The Arizona Court of Appeals Thursday rejected a plea from unsuccessful gubernatorial candidate Kari Lake to set aside Democrat Katie Hobbs 2022 election win.
Former broadcast journalist Kari Lake filed a December lawsuit against former Secretary of State Katie Hobbs and several Maricopa County officials. Lake claimed her 17,117 vote loss to the Democrat Hobbs resulted from improperly functioning ballot printers in Maricopa County. She further claimed unusually long wait times caused by the faulty printers resulted in some supporters not voting because of time constraints.
She requested Maricopa County Superior Court either order a do-over election in Maricopa County or outright declare her the winner and install her as state governor. After a two-day trial, Superior Court Judge Peter Thompson ruled against her, explaining Lake did not present sufficient evidence to prove her claims.
“Every single witness before the Court disclaimed any personal knowledge of such misconduct,” Thompson ruled. “The Court cannot accept speculation or conjecture in place of clear and convincing evidence.”
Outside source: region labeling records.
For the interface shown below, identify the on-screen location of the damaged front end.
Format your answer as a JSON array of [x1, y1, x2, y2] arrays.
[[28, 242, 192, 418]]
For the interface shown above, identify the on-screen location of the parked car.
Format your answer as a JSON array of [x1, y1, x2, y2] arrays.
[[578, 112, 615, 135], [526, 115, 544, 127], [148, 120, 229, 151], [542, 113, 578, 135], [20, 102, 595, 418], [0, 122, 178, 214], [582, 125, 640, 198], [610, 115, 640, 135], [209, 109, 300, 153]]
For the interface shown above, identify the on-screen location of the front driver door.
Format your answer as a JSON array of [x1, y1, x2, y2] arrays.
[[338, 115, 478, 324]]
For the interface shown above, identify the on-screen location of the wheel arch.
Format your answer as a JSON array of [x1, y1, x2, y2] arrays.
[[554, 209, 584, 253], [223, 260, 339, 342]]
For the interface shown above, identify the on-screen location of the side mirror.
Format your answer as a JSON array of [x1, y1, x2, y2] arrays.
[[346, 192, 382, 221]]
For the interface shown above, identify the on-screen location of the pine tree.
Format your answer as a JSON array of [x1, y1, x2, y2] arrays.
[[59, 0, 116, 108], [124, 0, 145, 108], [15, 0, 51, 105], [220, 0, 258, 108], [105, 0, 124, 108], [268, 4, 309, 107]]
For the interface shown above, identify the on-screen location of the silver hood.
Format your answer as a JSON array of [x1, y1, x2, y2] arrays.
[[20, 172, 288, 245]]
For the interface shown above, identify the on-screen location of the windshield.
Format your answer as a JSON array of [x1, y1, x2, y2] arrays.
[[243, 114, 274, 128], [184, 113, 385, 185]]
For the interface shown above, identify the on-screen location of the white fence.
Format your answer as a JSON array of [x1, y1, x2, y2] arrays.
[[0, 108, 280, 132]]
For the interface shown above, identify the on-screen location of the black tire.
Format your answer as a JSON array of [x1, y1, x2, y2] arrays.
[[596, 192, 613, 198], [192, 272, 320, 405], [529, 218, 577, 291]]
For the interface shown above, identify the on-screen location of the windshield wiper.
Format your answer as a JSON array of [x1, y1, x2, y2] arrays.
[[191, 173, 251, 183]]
Lake promptly appealed, petitioning both Arizona’s Court of Appeals and the state’s Supreme Court.
She asked for an expedited ruling due to the time sensitive nature of the election results. The Court of Appeals entered an order January 9 consolidating her appeal and special action. That court also issued an expedited briefing schedule, scheduling her appeal for February 1.
Lake’s attorneys argued Judge Thompson “erred by requiring she provide proof that her allegations of official misconduct affected” election results, including that they intended to deny her victory.
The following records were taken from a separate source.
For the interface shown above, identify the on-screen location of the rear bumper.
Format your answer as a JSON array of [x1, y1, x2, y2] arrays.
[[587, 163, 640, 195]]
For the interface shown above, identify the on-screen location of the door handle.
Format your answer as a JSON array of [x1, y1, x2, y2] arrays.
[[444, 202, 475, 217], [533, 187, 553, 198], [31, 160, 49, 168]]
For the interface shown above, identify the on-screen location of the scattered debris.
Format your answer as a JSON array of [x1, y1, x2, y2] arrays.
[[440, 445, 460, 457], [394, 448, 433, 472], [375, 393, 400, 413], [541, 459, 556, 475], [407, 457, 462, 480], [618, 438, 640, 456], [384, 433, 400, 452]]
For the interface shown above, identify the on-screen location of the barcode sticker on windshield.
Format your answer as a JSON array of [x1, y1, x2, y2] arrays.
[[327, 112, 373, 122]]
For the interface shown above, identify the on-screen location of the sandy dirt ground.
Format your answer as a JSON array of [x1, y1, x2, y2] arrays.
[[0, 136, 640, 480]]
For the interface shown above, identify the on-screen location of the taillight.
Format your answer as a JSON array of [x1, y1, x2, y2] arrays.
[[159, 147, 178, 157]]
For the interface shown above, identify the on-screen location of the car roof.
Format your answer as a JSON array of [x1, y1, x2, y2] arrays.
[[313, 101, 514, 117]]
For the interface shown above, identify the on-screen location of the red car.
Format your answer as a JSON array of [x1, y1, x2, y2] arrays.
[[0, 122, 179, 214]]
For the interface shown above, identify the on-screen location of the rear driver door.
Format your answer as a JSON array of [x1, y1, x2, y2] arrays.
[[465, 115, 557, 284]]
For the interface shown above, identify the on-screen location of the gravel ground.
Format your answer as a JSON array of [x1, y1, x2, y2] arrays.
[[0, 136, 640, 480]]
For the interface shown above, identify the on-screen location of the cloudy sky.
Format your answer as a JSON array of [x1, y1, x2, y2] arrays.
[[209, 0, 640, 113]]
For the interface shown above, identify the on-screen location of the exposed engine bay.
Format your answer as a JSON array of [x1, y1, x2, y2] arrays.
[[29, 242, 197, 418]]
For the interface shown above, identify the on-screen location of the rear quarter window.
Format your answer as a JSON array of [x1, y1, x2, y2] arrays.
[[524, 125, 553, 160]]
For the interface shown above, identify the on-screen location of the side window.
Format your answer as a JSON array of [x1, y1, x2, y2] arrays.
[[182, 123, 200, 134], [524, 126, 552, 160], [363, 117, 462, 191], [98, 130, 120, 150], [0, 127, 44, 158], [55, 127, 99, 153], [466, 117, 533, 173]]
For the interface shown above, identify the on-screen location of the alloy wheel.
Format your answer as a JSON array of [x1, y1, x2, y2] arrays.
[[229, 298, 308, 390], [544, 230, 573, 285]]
“A higher burden of proof is consistent with the holdings in those cases,” The three-judge panel said Thursday. “We thus agree with the superior court that Lake was required to prove her case by clear and convincing evidence.”
“Ultimately, her arguments about legal standards and definitions are unavailing because her claims fail under any standard for reasons set forth below,” Chief Judge Kent E. Cattani concluded in his opinion, which was joined by the other two judges.